There is a difference between being selfishly unselfish and unselfishly selfish. The selfishly unselfish are primarily selfish. They start out by saying, “I am good. I like myself. I want to be happy and powerful and obtain the things that I want.” But in the process of being selfish, they come to realize that they are interconnected with their environment, in general, and other people, since human beings are a colonial species, specifically. They come to realize that in general, it is to their benefit for others to be happy and prosperous, and to work with other individuals cooperatively. And it is pleasing to do this. If other people are happy, it makes me happy. And other people are useful to me—not only in some gross instrumental sense, but fundamentally. Each person represents a wealth of power, en potentia, for me. Their love, their talent, their minds, their bodies, their personality, their spirits—all of these things enhance my world.

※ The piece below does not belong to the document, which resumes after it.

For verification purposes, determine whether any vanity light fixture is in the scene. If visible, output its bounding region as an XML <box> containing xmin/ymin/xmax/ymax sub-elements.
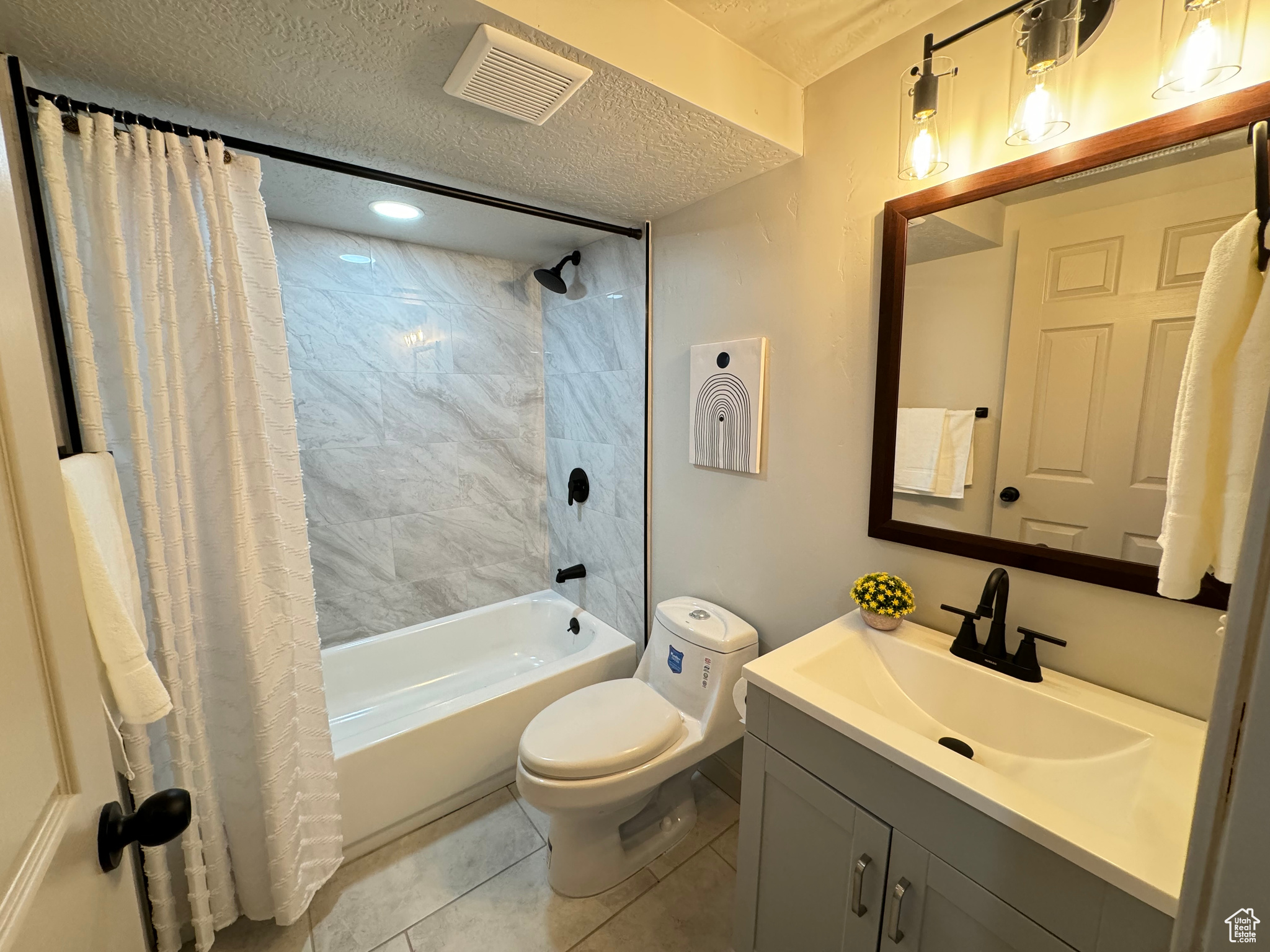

The more each individual is actualized and able to achieve their full potential, in general, the better things are for me. But as I come to appreciate my interconnectedness with things more, I come to appreciate these other individuals as ends in themselves as well. As I feel their life essence interpenetrate my own, as I feel kinship with them, as my heart opens, I take joy in them as ends in themselves. But when I act, I act primarily for my own happiness. They are a part of this happiness—they are a part of me—and so I act in ways as to enhance them. And I find that enhancing them is a very pleasurable outlet for my own power—that in growing with them and co-creating with them I experience myself as powerful through the act of creating and enhancing. I take them as ends in themselves, and I want them to be selfish, because I want them to survive and prosper and be as happy as they can be.4
The unselfishly selfish start out by negating themselves and their own worth. They experience the pattern of vicarious living, feeling that they are bad and unworthy. And so their primary goal becomes one of pleasing others in an attempt to earn and obtain their love and approval. They need others to validate them and tell them that they are okay, because they do not primarily believe this about themselves. They are not positing their own values based on their own desires—regarding themselves as the font of their own values—but rather seek others to objectify them and to convince them that they are objectively good—though since values are fundamentally subjective, they find the feeling of validation that others can provide them with perpetually elusive and unconvincing. God becomes a useful construction for them, because this imaginary ultimate subject can continually be telling them that they are good and on the right side (as opposed to others) and they can believe this to be objectively the case. He continually reaffirms for them the standard they themselves have made, delivered as if from the outside, the only perspective they respect. They seek to act unselfish in order to obtain validation, but in that they are really doing this in order to get something from others, they are really themselves acting selfishly. They resent that no one appreciates them, because they are doing what they do, not because they want to perform that action for its own sake, but in order to obtain appreciation from others. They seek to manipulate others in order to force their appreciation, and they often seek to point out how unselfish they are.